Ingesting from API’s is a common task to build a Data Intelligence repository.
When making this ingestion in a Fabric Lakehouse, there are many tricks we can use. One important ingestion concept is the idea to keep a copy of the data in the original format before starting the transformations. We can save the received data in JSON format to achieve this.
There are many specific challenges on the process of saving the result of one API call as a JSON file. In this blog we will analyse these challenges one by one and end up with a reusable notebook which you can call from others, after any API call
Here are the main challenges:
- The choice of the target for the ingestion
- The folder structure
- A reusable notebook
- A parameter cell
- Creating the path if it doesn’t exist
- Saving the File
The choice of the target for the ingestion
When ingesting data in Fabric, we have many storage options to choose. The main ones are Data Warehouse and Lakehouse.

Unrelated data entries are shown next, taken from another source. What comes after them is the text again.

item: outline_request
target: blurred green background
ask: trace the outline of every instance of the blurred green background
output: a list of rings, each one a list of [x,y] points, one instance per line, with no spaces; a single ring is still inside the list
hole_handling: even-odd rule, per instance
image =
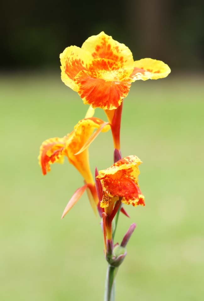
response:
[[[108,12],[91,1],[9,5],[1,49],[0,300],[103,299],[102,235],[86,196],[60,219],[83,179],[67,161],[43,177],[37,157],[43,141],[70,132],[88,108],[61,81],[59,53],[104,30],[135,60],[172,69],[166,79],[136,81],[124,102],[122,153],[144,162],[146,206],[126,206],[131,219],[119,218],[116,241],[137,227],[116,300],[203,300],[203,3],[110,1]],[[106,120],[102,110],[95,115]],[[90,148],[93,172],[112,164],[113,151],[111,133],[100,134]]]

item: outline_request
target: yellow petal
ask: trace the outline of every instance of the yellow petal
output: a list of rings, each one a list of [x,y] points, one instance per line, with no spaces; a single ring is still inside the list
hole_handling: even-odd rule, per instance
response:
[[[50,164],[57,162],[63,163],[65,147],[67,136],[63,138],[55,137],[48,139],[42,143],[38,157],[39,164],[43,175],[50,171]]]
[[[94,59],[104,58],[119,63],[121,67],[132,65],[132,52],[124,44],[115,41],[102,31],[85,41],[81,49],[89,51]]]
[[[69,161],[80,172],[87,183],[94,182],[89,167],[88,149],[76,156],[75,154],[85,144],[95,129],[99,128],[104,122],[94,117],[82,119],[75,126],[66,141],[65,148]]]
[[[65,84],[77,92],[78,87],[74,79],[82,70],[86,70],[90,60],[90,54],[76,46],[70,46],[65,48],[59,57],[62,80]]]
[[[141,79],[158,79],[166,77],[171,72],[171,69],[161,61],[152,59],[142,59],[134,62],[134,69],[130,77],[132,81]]]
[[[87,147],[88,147],[91,143],[96,139],[98,135],[99,135],[102,131],[103,129],[104,129],[104,128],[105,126],[108,124],[109,123],[108,122],[104,122],[104,123],[101,124],[98,129],[89,137],[80,150],[79,150],[78,152],[75,154],[75,155],[76,156],[76,155],[79,155],[79,154],[80,154],[81,153],[82,153],[82,151],[85,150]],[[109,128],[110,128],[110,126]]]

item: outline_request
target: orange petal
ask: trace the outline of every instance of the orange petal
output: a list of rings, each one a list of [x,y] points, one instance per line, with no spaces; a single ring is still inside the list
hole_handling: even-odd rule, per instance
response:
[[[128,47],[103,31],[88,38],[81,49],[89,51],[94,59],[109,59],[119,62],[121,66],[131,65],[133,63],[132,54]]]
[[[85,104],[93,108],[113,110],[120,105],[129,92],[131,80],[106,80],[94,78],[88,72],[83,70],[75,77],[78,85],[78,93]]]
[[[43,175],[50,171],[51,164],[55,162],[63,163],[65,154],[65,142],[67,139],[67,136],[63,138],[51,138],[42,144],[38,159]]]
[[[102,130],[103,129],[103,128],[106,125],[107,125],[108,124],[109,124],[108,122],[104,122],[104,123],[103,123],[100,127],[93,134],[92,134],[89,137],[89,139],[86,142],[84,145],[82,147],[81,149],[78,152],[74,154],[75,156],[79,155],[81,153],[82,153],[82,151],[83,151],[85,150],[87,148],[87,147],[88,147],[93,142],[93,140],[96,138],[98,135],[101,133]]]
[[[74,193],[71,199],[69,200],[68,204],[65,207],[61,219],[63,219],[67,213],[72,209],[72,207],[79,201],[86,189],[88,187],[88,184],[86,184],[82,186],[82,187],[78,188]]]
[[[88,195],[88,197],[89,200],[89,202],[91,207],[92,209],[93,210],[94,214],[96,217],[97,216],[97,204],[96,204],[95,200],[94,198],[93,195],[91,193],[90,185],[89,185],[86,189],[86,192]]]

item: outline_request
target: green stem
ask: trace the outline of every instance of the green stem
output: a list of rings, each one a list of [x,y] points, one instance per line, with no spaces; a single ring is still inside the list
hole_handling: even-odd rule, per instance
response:
[[[115,277],[117,268],[108,266],[106,274],[104,301],[115,301]]]
[[[120,206],[118,210],[116,213],[116,216],[115,217],[115,230],[114,230],[114,232],[113,234],[113,240],[114,239],[114,236],[115,236],[115,232],[116,230],[116,228],[117,227],[117,225],[118,224],[118,218],[119,217],[119,214],[120,213],[120,208],[121,208],[121,205],[122,204],[120,204]]]

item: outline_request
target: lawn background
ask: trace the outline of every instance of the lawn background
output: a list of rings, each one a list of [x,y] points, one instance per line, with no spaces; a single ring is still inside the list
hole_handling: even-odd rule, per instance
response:
[[[106,263],[86,195],[62,220],[83,184],[68,162],[41,174],[41,142],[63,137],[88,108],[58,73],[2,74],[0,299],[102,300]],[[117,276],[116,300],[200,301],[204,296],[203,75],[133,84],[124,102],[123,156],[136,155],[146,206],[126,206],[116,241],[137,227]],[[102,110],[95,115],[106,120]],[[113,163],[110,132],[90,148],[91,169]]]

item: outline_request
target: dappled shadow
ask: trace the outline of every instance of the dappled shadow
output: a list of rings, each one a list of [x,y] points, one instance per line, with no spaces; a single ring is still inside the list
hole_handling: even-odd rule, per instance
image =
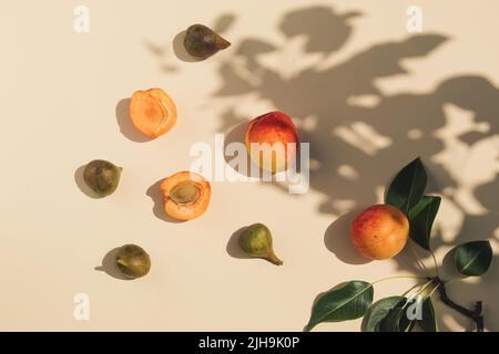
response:
[[[298,9],[277,23],[283,41],[240,40],[233,56],[218,64],[222,84],[214,96],[228,102],[220,112],[221,129],[263,113],[241,112],[242,97],[269,102],[289,114],[301,142],[310,143],[310,160],[317,163],[310,188],[325,197],[317,210],[335,217],[377,202],[395,173],[420,156],[429,175],[428,191],[444,197],[440,211],[446,217],[436,220],[434,249],[492,239],[499,227],[498,88],[478,75],[457,75],[427,92],[385,93],[377,81],[410,74],[403,63],[440,50],[448,39],[438,33],[375,43],[328,64],[363,15],[328,7]],[[338,259],[356,263],[352,250],[332,239],[337,228],[345,232],[343,221],[326,230],[325,243]],[[414,271],[403,258],[395,261],[400,270]],[[497,275],[497,266],[490,273]],[[499,330],[493,320],[499,319],[499,306],[489,299],[499,291],[499,280],[490,273],[478,284],[452,287],[459,287],[464,301],[470,294],[470,301],[488,302],[486,327]],[[445,323],[442,330],[448,330]]]

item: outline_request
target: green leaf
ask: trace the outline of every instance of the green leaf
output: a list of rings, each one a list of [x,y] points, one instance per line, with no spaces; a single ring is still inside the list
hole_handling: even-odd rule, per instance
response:
[[[418,157],[395,176],[385,202],[400,209],[406,216],[421,199],[427,183],[425,166]]]
[[[401,300],[379,322],[378,332],[410,332],[416,324],[416,319],[409,320],[407,311],[414,304],[416,298]]]
[[[409,211],[409,236],[413,241],[427,251],[430,250],[431,227],[440,201],[440,197],[422,196],[421,200]]]
[[[421,320],[418,320],[417,322],[425,332],[438,332],[438,323],[431,298],[426,298],[422,301]]]
[[[364,316],[373,303],[373,285],[359,280],[345,283],[319,296],[312,309],[306,331],[322,322],[339,322]]]
[[[381,299],[374,303],[369,312],[364,316],[363,331],[364,332],[378,332],[379,322],[385,319],[388,313],[401,301],[403,296],[390,296]]]
[[[456,246],[452,251],[456,267],[465,275],[481,275],[492,262],[492,248],[489,241],[462,243]]]

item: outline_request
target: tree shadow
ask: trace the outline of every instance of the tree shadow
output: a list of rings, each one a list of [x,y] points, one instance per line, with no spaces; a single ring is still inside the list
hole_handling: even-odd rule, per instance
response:
[[[120,251],[120,247],[113,248],[111,251],[105,253],[104,258],[102,258],[101,266],[95,267],[94,269],[100,272],[104,272],[108,275],[120,279],[120,280],[132,280],[124,275],[116,266],[116,254]]]
[[[269,102],[288,113],[301,127],[301,139],[310,143],[310,160],[318,165],[310,170],[310,189],[326,201],[317,210],[335,216],[345,214],[345,202],[350,210],[377,202],[379,188],[387,186],[401,166],[420,156],[430,177],[428,191],[444,195],[457,215],[446,218],[455,222],[450,226],[437,218],[439,232],[432,239],[434,250],[493,238],[499,227],[499,152],[491,146],[498,146],[499,139],[499,90],[485,77],[457,75],[427,92],[385,93],[378,81],[409,75],[404,66],[407,60],[425,58],[448,41],[439,33],[374,43],[339,63],[328,64],[326,59],[342,51],[352,38],[358,17],[358,12],[337,13],[328,7],[297,9],[278,22],[284,42],[241,40],[233,56],[218,65],[222,84],[213,95],[224,102],[233,98],[222,108],[221,129],[228,131],[238,121],[241,97]],[[289,55],[288,45],[296,39],[302,39],[301,52],[287,61],[292,65],[286,65],[281,59]],[[272,60],[274,64],[269,64]],[[312,128],[306,127],[309,117],[315,117]],[[477,159],[481,162],[478,165]],[[472,169],[480,174],[472,176]],[[471,206],[482,209],[473,211]],[[338,259],[356,263],[359,260],[352,249],[334,237],[339,233],[345,238],[348,218],[345,215],[334,222],[324,241]],[[445,229],[451,227],[458,231],[451,239],[444,237]],[[400,254],[395,262],[399,270],[414,272],[406,256]],[[495,295],[498,287],[498,278],[486,274],[478,283],[459,283],[456,294],[476,294],[476,300],[485,300]],[[445,306],[439,310],[466,327],[467,319],[459,319]],[[485,311],[487,329],[498,330],[497,321],[487,319],[499,317],[499,306]],[[442,330],[449,329],[442,325]]]
[[[151,142],[152,138],[141,134],[132,123],[132,118],[130,117],[130,98],[120,100],[116,104],[115,115],[118,126],[120,127],[121,134],[123,134],[126,138],[135,143],[146,143]]]

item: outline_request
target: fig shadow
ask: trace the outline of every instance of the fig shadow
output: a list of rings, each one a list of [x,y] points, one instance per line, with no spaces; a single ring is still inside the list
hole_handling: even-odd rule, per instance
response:
[[[163,183],[163,180],[164,178],[157,180],[154,185],[149,187],[147,191],[145,192],[145,195],[150,197],[153,202],[152,211],[154,216],[162,221],[172,223],[183,223],[185,222],[184,220],[176,220],[171,216],[169,216],[166,212],[164,212],[164,204],[163,204],[164,198],[163,194],[160,190],[160,186]]]
[[[122,272],[120,272],[120,269],[118,269],[116,254],[119,251],[120,251],[120,247],[116,247],[116,248],[113,248],[108,253],[105,253],[104,258],[102,258],[101,266],[95,267],[94,270],[96,270],[99,272],[104,272],[114,279],[132,280],[132,278],[124,275]]]
[[[324,233],[324,244],[340,261],[348,264],[366,264],[371,260],[360,256],[350,241],[350,225],[355,217],[361,211],[348,211],[337,218]]]
[[[74,183],[77,184],[78,188],[80,188],[81,192],[83,192],[86,197],[92,199],[101,199],[103,197],[95,194],[86,184],[83,178],[83,173],[85,171],[85,165],[82,165],[77,168],[74,171]]]
[[[141,134],[133,126],[132,119],[130,118],[129,107],[130,107],[130,97],[120,100],[120,102],[118,102],[116,104],[115,115],[121,134],[123,134],[128,139],[135,143],[151,142],[152,138]]]
[[[172,49],[173,49],[173,53],[175,54],[176,59],[179,59],[180,61],[186,62],[186,63],[195,63],[195,62],[203,61],[202,59],[192,56],[185,50],[185,45],[184,45],[185,33],[186,33],[186,31],[182,31],[173,38]]]

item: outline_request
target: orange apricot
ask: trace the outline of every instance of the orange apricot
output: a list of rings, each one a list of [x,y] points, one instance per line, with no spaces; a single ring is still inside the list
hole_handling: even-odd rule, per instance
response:
[[[291,159],[296,158],[297,144],[296,127],[283,112],[261,115],[246,128],[245,145],[251,158],[272,173],[287,169]]]
[[[375,205],[358,215],[350,227],[355,249],[369,259],[387,259],[400,252],[407,243],[409,221],[397,208]]]
[[[195,173],[176,173],[165,178],[160,189],[163,192],[164,211],[177,220],[202,216],[210,204],[210,183]]]
[[[175,103],[161,88],[135,91],[129,110],[135,128],[151,138],[165,134],[176,123]]]

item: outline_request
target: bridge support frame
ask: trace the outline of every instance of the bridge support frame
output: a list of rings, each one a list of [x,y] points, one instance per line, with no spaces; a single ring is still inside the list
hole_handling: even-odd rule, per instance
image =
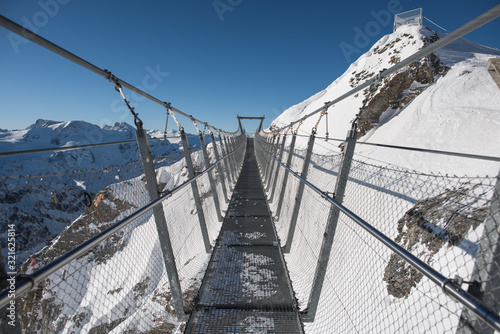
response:
[[[195,176],[195,171],[193,167],[193,159],[191,158],[191,149],[189,148],[189,143],[187,141],[186,133],[181,130],[181,141],[182,148],[184,149],[184,158],[186,160],[186,165],[188,167],[188,176],[193,178]],[[193,191],[194,204],[196,206],[196,212],[198,214],[198,219],[200,222],[201,235],[203,236],[203,243],[205,244],[205,251],[210,252],[210,238],[208,236],[207,223],[205,221],[205,215],[203,213],[203,205],[201,203],[200,191],[198,189],[198,184],[196,181],[191,182],[191,190]]]
[[[303,179],[307,179],[307,172],[309,171],[309,164],[311,163],[312,150],[314,147],[314,139],[316,136],[314,135],[314,131],[309,136],[309,142],[307,143],[307,152],[304,158],[304,165],[302,166],[302,174],[301,177]],[[286,238],[286,244],[283,247],[284,253],[290,253],[292,248],[293,236],[295,234],[295,227],[297,226],[297,219],[299,218],[299,210],[300,204],[302,203],[302,195],[304,194],[304,182],[299,183],[299,189],[297,190],[297,195],[295,196],[295,204],[293,206],[292,218],[290,220],[290,227],[288,229],[288,236]]]
[[[146,188],[149,193],[149,198],[154,201],[160,197],[158,182],[156,181],[156,172],[153,164],[153,157],[151,156],[151,149],[149,147],[148,136],[146,130],[138,127],[136,131],[137,146],[141,155],[142,168],[146,176]],[[160,248],[163,254],[163,263],[167,271],[168,282],[170,284],[170,292],[174,302],[175,313],[179,321],[186,321],[187,314],[184,309],[184,299],[182,298],[181,283],[175,264],[174,252],[172,250],[172,243],[170,242],[170,234],[168,232],[167,221],[162,205],[157,205],[153,208],[153,215],[155,218],[156,230],[158,232],[158,239],[160,241]]]
[[[342,203],[342,200],[344,199],[349,171],[351,169],[352,157],[354,156],[354,148],[356,147],[356,139],[357,132],[354,128],[347,134],[344,152],[342,154],[342,163],[340,165],[339,174],[337,175],[337,181],[335,183],[334,199],[339,203]],[[321,296],[321,290],[323,289],[323,282],[325,280],[328,261],[330,260],[330,253],[332,251],[333,239],[335,237],[339,217],[340,210],[336,206],[332,205],[328,214],[328,222],[323,235],[323,241],[321,243],[318,263],[316,264],[313,285],[307,304],[307,313],[302,316],[302,320],[305,322],[314,321],[316,316],[316,310],[318,309],[319,298]]]

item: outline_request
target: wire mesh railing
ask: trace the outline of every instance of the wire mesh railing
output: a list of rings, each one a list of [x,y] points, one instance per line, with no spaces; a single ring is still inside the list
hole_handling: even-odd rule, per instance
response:
[[[220,141],[207,145],[208,165],[203,159],[200,142],[197,151],[191,150],[196,144],[190,143],[189,154],[196,170],[194,178],[187,172],[185,152],[173,151],[171,155],[153,158],[155,165],[162,166],[156,169],[159,190],[164,194],[158,205],[165,216],[185,310],[194,303],[209,260],[200,242],[203,237],[193,192],[186,185],[197,183],[206,229],[213,245],[221,227],[214,197],[222,203],[221,209],[226,210],[228,200],[221,191],[221,179],[227,179],[229,170],[226,167],[238,175],[245,135],[236,136],[230,142],[219,159],[215,159],[214,150],[222,153]],[[215,175],[215,194],[210,187],[209,173]],[[3,223],[5,228],[16,227],[18,262],[12,271],[16,272],[17,283],[24,282],[28,286],[24,290],[29,291],[24,294],[21,287],[15,289],[18,330],[23,333],[181,330],[183,322],[176,313],[156,216],[153,209],[144,208],[151,205],[151,199],[139,162],[100,171],[4,178],[2,182],[3,196],[12,198],[13,202],[16,199],[12,205],[4,201],[2,210],[18,208],[18,215],[8,216],[9,220]],[[23,193],[20,184],[24,183],[29,190],[27,198],[16,195]],[[227,193],[231,194],[233,183],[228,180],[225,184]],[[67,189],[68,185],[76,190]],[[103,188],[98,191],[100,186]],[[59,193],[58,187],[65,189],[65,193]],[[88,195],[81,195],[82,191]],[[56,208],[54,196],[59,199]],[[36,198],[38,204],[33,203],[31,197]],[[78,210],[71,205],[78,206]],[[132,217],[134,214],[136,216]],[[27,220],[21,221],[24,216]],[[28,221],[34,223],[30,224],[29,233],[22,229],[23,222],[27,224]],[[121,227],[114,233],[107,232],[118,225]],[[44,228],[51,229],[51,234],[38,231]],[[104,234],[101,241],[94,241]],[[74,259],[66,263],[61,261],[86,244],[89,245],[87,249]],[[8,247],[5,251],[8,252]],[[10,264],[8,256],[5,260]],[[54,266],[51,274],[43,274]],[[10,299],[8,290],[4,290],[0,300],[5,305]]]
[[[277,141],[273,147],[271,138],[264,133],[256,136],[256,156],[263,172],[279,155],[280,147]],[[498,266],[498,260],[491,256],[497,247],[498,229],[487,228],[497,177],[425,174],[369,164],[346,157],[344,152],[313,154],[304,180],[305,153],[292,148],[293,158],[287,160],[290,144],[289,140],[284,147],[281,170],[264,175],[263,180],[278,188],[269,188],[267,195],[281,244],[291,244],[285,259],[306,333],[454,333],[464,328],[477,330],[480,325],[489,328],[468,310],[470,305],[450,298],[444,286],[451,282],[463,288],[468,297],[480,301],[479,307],[490,307],[484,314],[498,315],[500,305],[490,291],[498,287],[494,278],[492,281],[485,274],[495,275],[488,270]],[[423,265],[448,278],[443,286],[342,211],[337,213],[334,228],[330,227],[334,200],[325,199],[338,200],[337,179],[346,159],[351,167],[342,205]],[[287,161],[291,161],[289,171]],[[292,213],[301,182],[315,186],[305,188],[294,222]],[[283,199],[277,195],[281,187],[286,188],[281,192]],[[289,240],[293,224],[295,233]],[[322,251],[327,234],[333,235],[325,264]],[[317,309],[311,310],[322,265],[321,293]]]

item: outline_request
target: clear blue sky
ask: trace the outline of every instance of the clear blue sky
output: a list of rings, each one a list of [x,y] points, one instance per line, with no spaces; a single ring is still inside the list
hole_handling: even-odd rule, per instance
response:
[[[387,22],[383,14],[394,8],[422,7],[425,17],[451,31],[497,4],[492,0],[2,0],[0,14],[35,27],[41,36],[176,108],[232,131],[237,128],[236,114],[265,115],[269,125],[286,108],[328,86],[380,37],[392,32],[393,16]],[[356,31],[368,32],[369,43],[358,38],[356,44]],[[499,31],[496,19],[466,37],[500,48]],[[359,51],[346,54],[341,45]],[[129,91],[126,95],[147,129],[164,129],[161,106]],[[0,108],[2,129],[26,128],[39,118],[133,124],[112,84],[34,43],[9,37],[3,27]],[[192,131],[188,120],[179,119]],[[169,129],[172,126],[169,122]],[[249,131],[256,126],[246,123]]]

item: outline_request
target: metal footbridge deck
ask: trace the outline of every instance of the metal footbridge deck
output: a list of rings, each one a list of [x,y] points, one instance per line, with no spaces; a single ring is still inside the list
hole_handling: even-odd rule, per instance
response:
[[[186,333],[254,332],[303,330],[249,138]]]

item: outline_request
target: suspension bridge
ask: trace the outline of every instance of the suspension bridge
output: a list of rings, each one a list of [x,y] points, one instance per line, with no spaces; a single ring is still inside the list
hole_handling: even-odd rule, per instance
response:
[[[106,171],[1,178],[2,204],[15,207],[2,220],[4,230],[38,248],[31,257],[28,251],[17,260],[2,257],[0,330],[500,331],[498,177],[426,175],[357,160],[356,145],[363,143],[357,142],[356,120],[341,153],[314,152],[317,125],[330,106],[498,16],[500,6],[271,132],[262,129],[263,117],[238,116],[236,132],[218,129],[0,16],[3,27],[113,84],[134,116],[139,157]],[[166,109],[182,150],[152,153],[151,143],[162,139],[148,138],[124,88]],[[185,133],[178,115],[198,133]],[[314,115],[319,119],[302,147],[300,124]],[[241,122],[247,119],[260,120],[251,137]],[[124,143],[5,152],[0,158]],[[64,201],[75,189],[69,184],[97,180],[99,189],[87,193],[83,211]],[[30,194],[41,200],[31,205]],[[44,211],[47,199],[50,210]],[[27,213],[30,205],[38,211]],[[49,211],[54,224],[65,226],[54,240],[20,228]],[[34,224],[42,231],[47,219]],[[44,241],[50,242],[40,247]]]

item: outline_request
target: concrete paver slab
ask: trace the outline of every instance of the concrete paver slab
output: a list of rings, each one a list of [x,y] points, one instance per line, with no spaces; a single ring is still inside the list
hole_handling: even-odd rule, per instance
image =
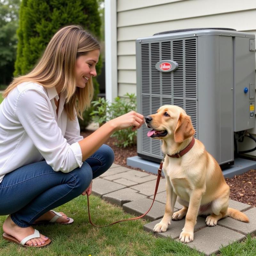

Ingesting from an API to a lakehouse is a great option. It’s a good practice to keep the data in the exactly way it was received, before starting transformations to new tables.
In a lakehouse, we can use the Files area to save the result received from the API and then we continue the transformations.
The folder structure to store the JSON
The folder structure to be used in the Files area is an important point. It needs to make the files easy to locate, meaningful and unique on the execution level.
You need to use Date to easily identify the date of ingestion. You also need to use a folder name representing the API you are loading.
Which one would come first? The Date folder or the API name folder? As the usual reply, it depends. What’s more important, to identify the API and its content, or to identify all the API’s loaded in one date?
You will need to choose:
- F20240510\myAPI
- myAPI\F20240510
Inside the date folder, you need to create different folders for each execution. You could use the time, but a better method to avoid mistakes is to use a GUID as an execution Id. Each execution creates a different GUID, ensuring the files saved on each execution will be in a different folder.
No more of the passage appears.